3. Storage is You Friend
Living in Manhattan, I have been more than accustomed to buying out storage space and putting away many things I don’t use on a daily basis. Whether it’s something that is seasonal, a keepsake or antique, or just some clothes you won’t have room for in your new place, I urge you to invest in some storage space. The worst that can happen is that you will end up sharing it with your new loved ones or you will just have more room to fill up in your new home, at the end of the day it can do more good than harm. And let’s face it, when moving out of your parents’ house you will need all the help, space, time, and attention you can get!
4. Better New than Old
Moving out of your parents’ house comes with many new changes and experiences. And although it may be hard accepting the fact that you are now on your way to a more self-sustaining lifestyle, the worst thing you can do is shoot yourself in the foot but hauling along all of your old furniture. Maybe the idea of paying your own rent is frightening, and you feel the need to drag along the mattress you’ve had since middle school, but resist the urge! It is so much better to come into a new home with a fresh start and best of all new furniture - complete with your own taste when decorating. Beyond that, many of the items we owned as children are simply not practical as young adults. A great example of this is a twin bed. If you’re moving in with your girlfriend or boyfriend a twin bed is out of the question and even if your parents beg you to take it with you, I implore you to leave it in their house.

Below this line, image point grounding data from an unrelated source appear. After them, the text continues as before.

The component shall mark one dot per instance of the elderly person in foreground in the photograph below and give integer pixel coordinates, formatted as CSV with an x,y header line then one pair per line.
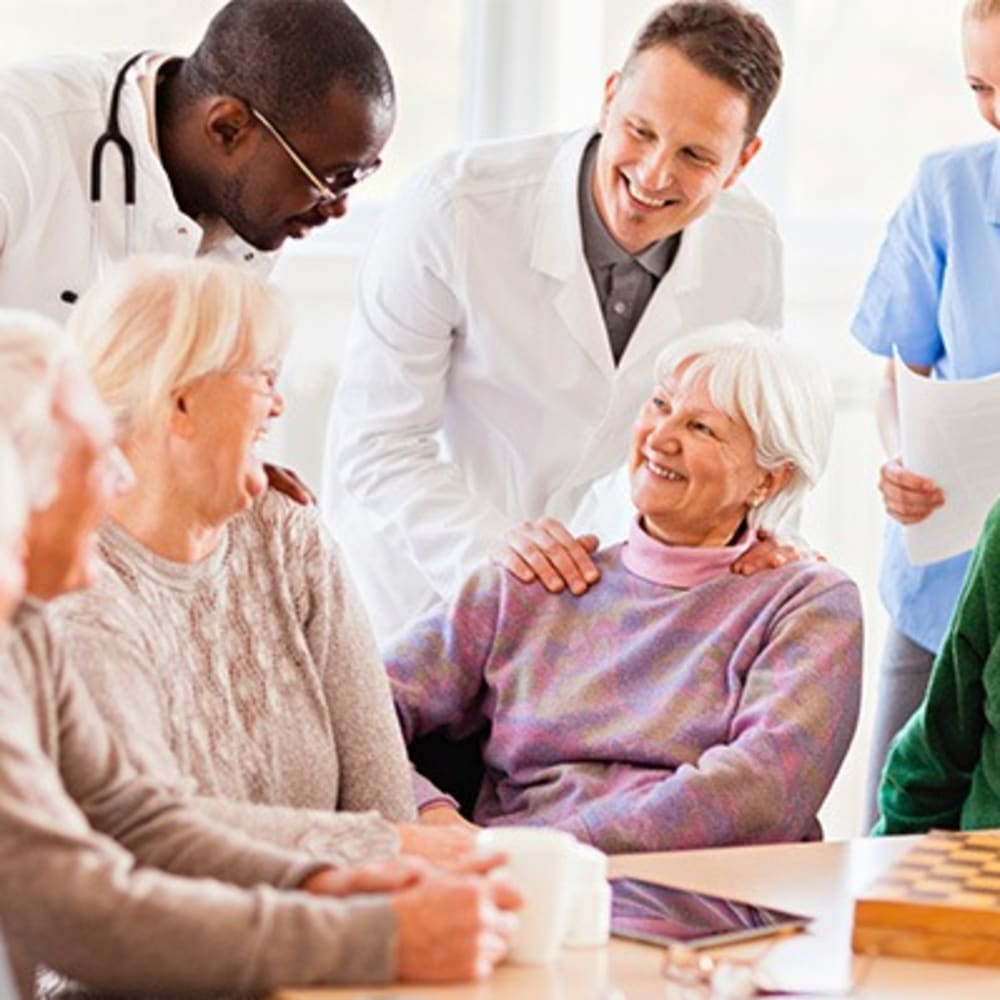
x,y
223,642
943,769
676,704
110,878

5. Bring Your Parents to Your New Place
No matter what kind of relationship you have with your parents, it can’t be easy for them to see their child finally leave the nest. Often times this can result in them nagging you, trying to convince you to stay, and even sabotaging your chances of moving out. The best way to avoid all of these things when moving out of your parents’ house is to make them feel as comfortable as possible about this transition. Many people do not do well with change, and after all it really isn’t easy accepting the fact that you won’t be living under their roof anymore. In order to ensure that your parents support this move as much as you do, make an effort to include them in many decisions as possible. Maybe plan a weekly dinner together or at least schedule a time when they can come over and see the new place after you’re all settled in.
6. Keep Things There
Depending on where you end up after moving out of your parents’ house, it may be a great option to keep some things that you don’t need right away at their house. I know when I moved out my mother encouraged me to leave whatever I didn’t need right away in her basement. This can be a really useful strategy if you plan to move out over a long period of time or if you are really against paying for some storage space. I’m sure this won’t be the last time you ever see your parents’ house, and no matter how far away you go you can always come back there to retrieve whatever you left behind. Leaving some items at your parents’ house might also help them become more adjusted to the idea that you won’t be living there anymore, but they know you’ll be back.
7. Thomas Wolfe Was Wrong
Thomas Wolfe published a classic novel in 1940 entitled "You Can’t Go Home Again," and although he was a talented writer, he was so very wrong in that statement. Despite popular belief, parents’ who have children know from the get-go that they are in it for the long haul. And if you are lucky enough to have parents who love you unconditionally, you will realize that you CAN always come back home. In fact many women I know who live on their own for some years, opt to move back home later in life to save money, avoid being lonely, or just to take advantage of free and loving babysitters for their children! So remember moving out of your parents’ house can sometimes be traumatic and stressful, but it is usually never permanent.
Everyone has a story about moving out of their parents’ house! Can you think of any really helpful tips that I missed? Have you ever had a smooth or stressful moving experience? Would you do anything differently looking back?